Another section, Political Theory and Depoliticisation Practices, contains a translated chapter from “Democratic Legitimacy: Impartiality, Reflexivity, Proximity”, a 2008 book by the prominent French political philosopher Pierre Rosanvallon. This chapter, titled “The Politics of Presence”, talks of the mechanisms of traditional representative democracy being increasingly corroded under the influence of new elements linked to affective (bodily) intimacy between “the people” and the national leader figure.
Another variety of systems discussed in this issue includes mechanisms by which “the authorities” and “the intellectual” (or “the intelligentsia”, “art activists”, etc.) relate to each other. What is considered here is not only the critical attitude to the authorities characteristic of a community that seems to be doomed for critical reflection, but also the ways in which the intellectual, “the creator of meanings”, “collaborates” with the authorities, providing, among other things, ideological services. The latter case is considered in Andreas Umland's article “New Extreme Right-Wing Intellectual Circles in Russia: The Anti-Orange Committee, the Isborsk Club and the Florian Geyer Club” (Culture of Politics). As for the critically inclined art section of the intellectual community, its prospects are analysed by Alek D. Epstein and Dmitry Porotikov in an article with a somewhat grave title, “Nails in the Coffin: Does Art Activism Have Any Prospects in Russia?” (Politics of Culture).

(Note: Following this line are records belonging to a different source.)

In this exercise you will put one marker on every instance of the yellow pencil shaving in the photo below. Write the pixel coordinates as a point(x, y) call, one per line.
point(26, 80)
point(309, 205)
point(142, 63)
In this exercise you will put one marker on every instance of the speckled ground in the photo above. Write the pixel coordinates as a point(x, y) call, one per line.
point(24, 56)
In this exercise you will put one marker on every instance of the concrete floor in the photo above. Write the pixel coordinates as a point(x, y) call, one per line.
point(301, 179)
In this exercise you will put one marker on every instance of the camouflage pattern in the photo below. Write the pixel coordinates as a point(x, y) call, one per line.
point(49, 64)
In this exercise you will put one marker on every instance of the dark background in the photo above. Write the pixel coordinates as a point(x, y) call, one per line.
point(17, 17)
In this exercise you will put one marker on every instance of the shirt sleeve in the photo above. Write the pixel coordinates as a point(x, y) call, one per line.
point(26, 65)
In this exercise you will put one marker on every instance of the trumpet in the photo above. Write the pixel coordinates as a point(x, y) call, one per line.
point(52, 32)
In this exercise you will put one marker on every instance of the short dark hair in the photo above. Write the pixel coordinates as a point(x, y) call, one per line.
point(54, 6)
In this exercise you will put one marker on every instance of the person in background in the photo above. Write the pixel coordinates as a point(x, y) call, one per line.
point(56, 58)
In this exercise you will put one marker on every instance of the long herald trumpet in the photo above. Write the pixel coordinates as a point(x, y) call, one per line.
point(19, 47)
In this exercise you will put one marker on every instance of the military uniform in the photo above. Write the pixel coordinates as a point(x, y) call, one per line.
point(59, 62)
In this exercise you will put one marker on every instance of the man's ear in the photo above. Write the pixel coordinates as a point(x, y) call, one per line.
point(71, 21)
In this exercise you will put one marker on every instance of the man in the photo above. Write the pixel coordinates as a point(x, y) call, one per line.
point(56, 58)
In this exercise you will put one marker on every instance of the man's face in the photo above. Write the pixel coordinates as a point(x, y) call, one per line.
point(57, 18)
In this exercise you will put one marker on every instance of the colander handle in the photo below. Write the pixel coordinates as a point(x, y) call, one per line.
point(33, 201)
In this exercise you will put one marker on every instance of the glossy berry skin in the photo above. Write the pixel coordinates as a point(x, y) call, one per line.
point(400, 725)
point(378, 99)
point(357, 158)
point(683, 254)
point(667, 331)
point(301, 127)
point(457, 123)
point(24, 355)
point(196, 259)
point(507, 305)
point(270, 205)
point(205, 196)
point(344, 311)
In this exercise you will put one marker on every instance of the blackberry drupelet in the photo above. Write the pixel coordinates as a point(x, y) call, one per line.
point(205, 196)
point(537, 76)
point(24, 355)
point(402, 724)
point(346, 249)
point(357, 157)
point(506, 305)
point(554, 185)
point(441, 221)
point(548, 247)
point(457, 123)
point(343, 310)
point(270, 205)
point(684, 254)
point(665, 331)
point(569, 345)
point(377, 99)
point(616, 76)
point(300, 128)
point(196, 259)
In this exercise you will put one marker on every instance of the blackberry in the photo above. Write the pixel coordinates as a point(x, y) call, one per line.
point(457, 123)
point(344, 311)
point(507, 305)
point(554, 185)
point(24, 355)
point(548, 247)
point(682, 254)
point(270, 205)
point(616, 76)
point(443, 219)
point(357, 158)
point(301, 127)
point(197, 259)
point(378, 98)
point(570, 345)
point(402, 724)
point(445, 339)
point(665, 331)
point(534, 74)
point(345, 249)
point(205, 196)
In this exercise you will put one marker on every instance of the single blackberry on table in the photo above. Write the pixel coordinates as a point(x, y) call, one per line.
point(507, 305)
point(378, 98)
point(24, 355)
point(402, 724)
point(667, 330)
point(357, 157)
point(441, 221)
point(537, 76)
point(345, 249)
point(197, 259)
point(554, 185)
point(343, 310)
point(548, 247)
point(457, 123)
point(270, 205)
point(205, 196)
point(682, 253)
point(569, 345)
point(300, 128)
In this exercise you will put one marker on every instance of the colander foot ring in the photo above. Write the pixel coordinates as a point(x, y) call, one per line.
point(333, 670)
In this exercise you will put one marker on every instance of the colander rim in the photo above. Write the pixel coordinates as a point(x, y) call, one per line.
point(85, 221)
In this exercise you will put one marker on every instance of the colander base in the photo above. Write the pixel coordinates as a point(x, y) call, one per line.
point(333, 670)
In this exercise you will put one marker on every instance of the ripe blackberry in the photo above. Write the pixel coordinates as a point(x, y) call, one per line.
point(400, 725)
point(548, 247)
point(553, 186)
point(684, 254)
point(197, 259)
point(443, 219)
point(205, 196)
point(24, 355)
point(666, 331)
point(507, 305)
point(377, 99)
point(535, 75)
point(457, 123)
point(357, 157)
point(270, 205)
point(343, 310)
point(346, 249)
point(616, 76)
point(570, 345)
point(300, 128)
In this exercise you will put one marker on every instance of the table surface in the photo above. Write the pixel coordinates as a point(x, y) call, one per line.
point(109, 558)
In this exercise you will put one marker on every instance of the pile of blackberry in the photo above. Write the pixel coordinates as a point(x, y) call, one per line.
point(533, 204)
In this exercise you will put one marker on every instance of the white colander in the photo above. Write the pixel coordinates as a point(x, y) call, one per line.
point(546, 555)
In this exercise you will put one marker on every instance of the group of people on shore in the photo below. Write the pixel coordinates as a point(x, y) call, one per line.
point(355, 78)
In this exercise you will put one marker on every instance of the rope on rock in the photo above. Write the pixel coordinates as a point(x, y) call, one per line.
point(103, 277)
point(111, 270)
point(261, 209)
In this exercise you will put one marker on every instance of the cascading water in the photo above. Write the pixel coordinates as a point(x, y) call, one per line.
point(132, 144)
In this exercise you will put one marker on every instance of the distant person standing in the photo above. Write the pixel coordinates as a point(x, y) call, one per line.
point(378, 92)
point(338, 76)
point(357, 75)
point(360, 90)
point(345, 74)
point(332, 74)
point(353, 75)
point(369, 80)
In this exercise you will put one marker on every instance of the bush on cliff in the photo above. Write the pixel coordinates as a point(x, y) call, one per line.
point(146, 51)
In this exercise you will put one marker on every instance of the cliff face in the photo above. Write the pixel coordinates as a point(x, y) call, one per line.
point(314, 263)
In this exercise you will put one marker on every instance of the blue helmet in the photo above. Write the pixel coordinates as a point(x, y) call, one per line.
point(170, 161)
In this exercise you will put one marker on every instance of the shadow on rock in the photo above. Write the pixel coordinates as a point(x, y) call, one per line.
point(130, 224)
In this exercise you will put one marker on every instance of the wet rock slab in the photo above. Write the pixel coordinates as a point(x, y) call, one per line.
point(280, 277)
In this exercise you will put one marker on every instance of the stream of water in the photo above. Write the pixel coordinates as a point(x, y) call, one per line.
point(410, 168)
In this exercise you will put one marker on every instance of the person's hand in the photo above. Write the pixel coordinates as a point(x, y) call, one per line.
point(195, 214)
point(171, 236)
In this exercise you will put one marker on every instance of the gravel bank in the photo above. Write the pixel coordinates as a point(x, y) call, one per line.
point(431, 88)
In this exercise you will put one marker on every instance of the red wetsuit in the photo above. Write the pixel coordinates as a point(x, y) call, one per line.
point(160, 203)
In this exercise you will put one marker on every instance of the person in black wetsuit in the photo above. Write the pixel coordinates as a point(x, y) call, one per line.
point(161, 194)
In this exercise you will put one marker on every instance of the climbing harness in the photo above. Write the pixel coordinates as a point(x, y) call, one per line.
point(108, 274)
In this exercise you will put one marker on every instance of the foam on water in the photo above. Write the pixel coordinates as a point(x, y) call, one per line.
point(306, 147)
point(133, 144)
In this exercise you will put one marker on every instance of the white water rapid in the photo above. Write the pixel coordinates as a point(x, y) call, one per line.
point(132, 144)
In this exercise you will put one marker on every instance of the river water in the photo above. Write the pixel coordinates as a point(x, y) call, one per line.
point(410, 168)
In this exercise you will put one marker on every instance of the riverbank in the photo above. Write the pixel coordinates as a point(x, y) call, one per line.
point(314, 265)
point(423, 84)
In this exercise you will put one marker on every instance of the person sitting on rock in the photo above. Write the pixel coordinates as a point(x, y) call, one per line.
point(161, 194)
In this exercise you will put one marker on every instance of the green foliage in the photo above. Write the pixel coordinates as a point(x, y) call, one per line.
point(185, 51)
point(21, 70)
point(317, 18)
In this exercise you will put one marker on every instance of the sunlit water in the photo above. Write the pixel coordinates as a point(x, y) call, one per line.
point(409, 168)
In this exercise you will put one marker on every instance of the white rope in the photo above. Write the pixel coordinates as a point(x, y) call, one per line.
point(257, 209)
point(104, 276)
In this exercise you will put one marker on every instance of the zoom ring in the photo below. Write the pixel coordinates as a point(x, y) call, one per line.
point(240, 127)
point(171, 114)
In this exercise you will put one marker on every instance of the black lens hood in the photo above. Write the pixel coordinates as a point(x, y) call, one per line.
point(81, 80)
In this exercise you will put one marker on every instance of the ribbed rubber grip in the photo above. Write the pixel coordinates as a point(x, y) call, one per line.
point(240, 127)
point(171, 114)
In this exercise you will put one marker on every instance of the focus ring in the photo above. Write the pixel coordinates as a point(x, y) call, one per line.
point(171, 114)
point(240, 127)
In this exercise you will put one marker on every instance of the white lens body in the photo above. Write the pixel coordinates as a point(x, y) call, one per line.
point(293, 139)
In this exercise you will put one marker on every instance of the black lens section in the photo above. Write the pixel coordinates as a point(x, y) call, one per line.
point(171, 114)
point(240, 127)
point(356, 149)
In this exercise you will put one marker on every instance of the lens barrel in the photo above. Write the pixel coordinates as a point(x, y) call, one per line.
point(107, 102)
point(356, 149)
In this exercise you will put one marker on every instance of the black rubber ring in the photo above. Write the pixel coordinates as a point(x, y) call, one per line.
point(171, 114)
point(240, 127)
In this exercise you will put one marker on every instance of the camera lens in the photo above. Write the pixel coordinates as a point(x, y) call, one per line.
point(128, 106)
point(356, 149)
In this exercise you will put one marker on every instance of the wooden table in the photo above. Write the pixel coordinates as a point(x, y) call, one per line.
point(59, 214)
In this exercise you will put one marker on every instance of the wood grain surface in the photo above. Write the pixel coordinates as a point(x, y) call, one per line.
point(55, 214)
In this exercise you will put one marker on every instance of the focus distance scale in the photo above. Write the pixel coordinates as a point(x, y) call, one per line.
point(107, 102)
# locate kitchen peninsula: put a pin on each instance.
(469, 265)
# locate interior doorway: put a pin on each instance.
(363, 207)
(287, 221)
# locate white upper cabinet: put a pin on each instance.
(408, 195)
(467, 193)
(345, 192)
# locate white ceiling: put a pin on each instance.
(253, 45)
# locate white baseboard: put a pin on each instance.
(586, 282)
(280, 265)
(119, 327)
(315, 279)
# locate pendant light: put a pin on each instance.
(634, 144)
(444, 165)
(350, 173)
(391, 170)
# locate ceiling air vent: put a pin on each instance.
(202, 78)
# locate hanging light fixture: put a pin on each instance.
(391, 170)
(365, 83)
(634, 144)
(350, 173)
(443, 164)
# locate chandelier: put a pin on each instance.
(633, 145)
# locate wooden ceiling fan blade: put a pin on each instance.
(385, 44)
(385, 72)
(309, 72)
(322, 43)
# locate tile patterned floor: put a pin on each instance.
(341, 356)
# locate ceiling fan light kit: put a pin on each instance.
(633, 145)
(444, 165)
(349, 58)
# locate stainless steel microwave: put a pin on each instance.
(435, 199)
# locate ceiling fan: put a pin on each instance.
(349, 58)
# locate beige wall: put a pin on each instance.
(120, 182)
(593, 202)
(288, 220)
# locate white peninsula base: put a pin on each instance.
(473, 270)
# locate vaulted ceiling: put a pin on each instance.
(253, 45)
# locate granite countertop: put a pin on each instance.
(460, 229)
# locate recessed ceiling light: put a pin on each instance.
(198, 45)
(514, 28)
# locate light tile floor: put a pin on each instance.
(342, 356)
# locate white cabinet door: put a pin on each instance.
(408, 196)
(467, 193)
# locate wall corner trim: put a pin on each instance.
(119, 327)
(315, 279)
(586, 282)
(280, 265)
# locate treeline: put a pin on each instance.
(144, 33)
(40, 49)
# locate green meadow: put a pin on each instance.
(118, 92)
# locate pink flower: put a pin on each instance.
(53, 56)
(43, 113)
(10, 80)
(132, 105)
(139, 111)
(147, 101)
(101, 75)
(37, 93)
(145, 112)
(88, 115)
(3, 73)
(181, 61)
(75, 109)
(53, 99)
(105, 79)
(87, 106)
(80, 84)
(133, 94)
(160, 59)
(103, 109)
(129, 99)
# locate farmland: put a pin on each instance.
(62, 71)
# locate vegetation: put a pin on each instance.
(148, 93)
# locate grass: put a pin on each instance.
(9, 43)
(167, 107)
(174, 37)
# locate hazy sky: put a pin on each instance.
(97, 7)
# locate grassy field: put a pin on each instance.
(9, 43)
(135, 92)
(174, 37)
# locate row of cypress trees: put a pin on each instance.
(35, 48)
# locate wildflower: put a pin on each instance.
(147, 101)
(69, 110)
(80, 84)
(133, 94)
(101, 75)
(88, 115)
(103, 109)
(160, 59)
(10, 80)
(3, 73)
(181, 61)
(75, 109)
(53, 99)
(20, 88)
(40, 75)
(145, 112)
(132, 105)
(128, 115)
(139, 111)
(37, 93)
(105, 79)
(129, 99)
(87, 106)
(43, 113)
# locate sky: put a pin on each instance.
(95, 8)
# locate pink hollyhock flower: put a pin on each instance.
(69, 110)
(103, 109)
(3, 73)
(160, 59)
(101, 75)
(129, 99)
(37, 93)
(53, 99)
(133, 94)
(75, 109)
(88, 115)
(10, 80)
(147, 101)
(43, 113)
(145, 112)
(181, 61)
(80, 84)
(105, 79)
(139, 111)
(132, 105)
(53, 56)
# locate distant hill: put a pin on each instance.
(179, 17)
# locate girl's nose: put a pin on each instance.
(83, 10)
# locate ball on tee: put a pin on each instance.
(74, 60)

A selection of articles included in another topical section, “The Powerless People: Intellectuals' Activism”, is also worth mentioning. Among its pieces is an essay by the American philosopher and essayist Charles Wright Mills (1916–1962), “The Powerless People. The Role of the Intellectual in Society”, written in 1944 but still extremely timely, published in Russian for the first time. Ilya Matveev's article “Charles Wright Mills: The Public Intellectual's Dilemma” provides some background for the essay and analyses the author's own stance and the evolution of his thought.
The third topical section (“Under the Paving Stones, Pipes Rather Than the Beach: How a Modern City Is Made”) focuses on systems that maintain the life and development of modern cities. This is not only (sometimes even not so much) a technological question, but also a political, economic, social and cultural one, which can be reflected upon in a purely philosophical way. The first of the three pieces in this section, an article by the classics of contemporary urbanism Stephen Graham and Nigel Thrift, “Out of Order. Understanding Repair and Maintenance”, raises the problem of maintaining and repairing urban systems on all the above levels. Elena Trubina examines political and social meanings of urban systems as a modernity problem in her study which talks, in particular, about links between present-day Russia's urban systems and political and ideological guideposts used by the authorities and society. The Irish philosopher and writer Karl Whitney offers an essay on the history and current state of Dublin's drainage system (“Down the Drain of Modernity: Where City Meets Countryside”).
There are also a number of separate stories in this issue, related to the subject of systems only in an indirect way. Case Study contains an article by one of the NZ editors, Andrey Zakharov, “«А Universal Failure»? Federalism, Democracy and Authoritarianism in Latin America”. NZ regular columns include pieces by Alexey Levinson (Sociological Lyrics) and Kirill Kobrin (Old World Chronicles). The issue traditionally concludes with the New Books section.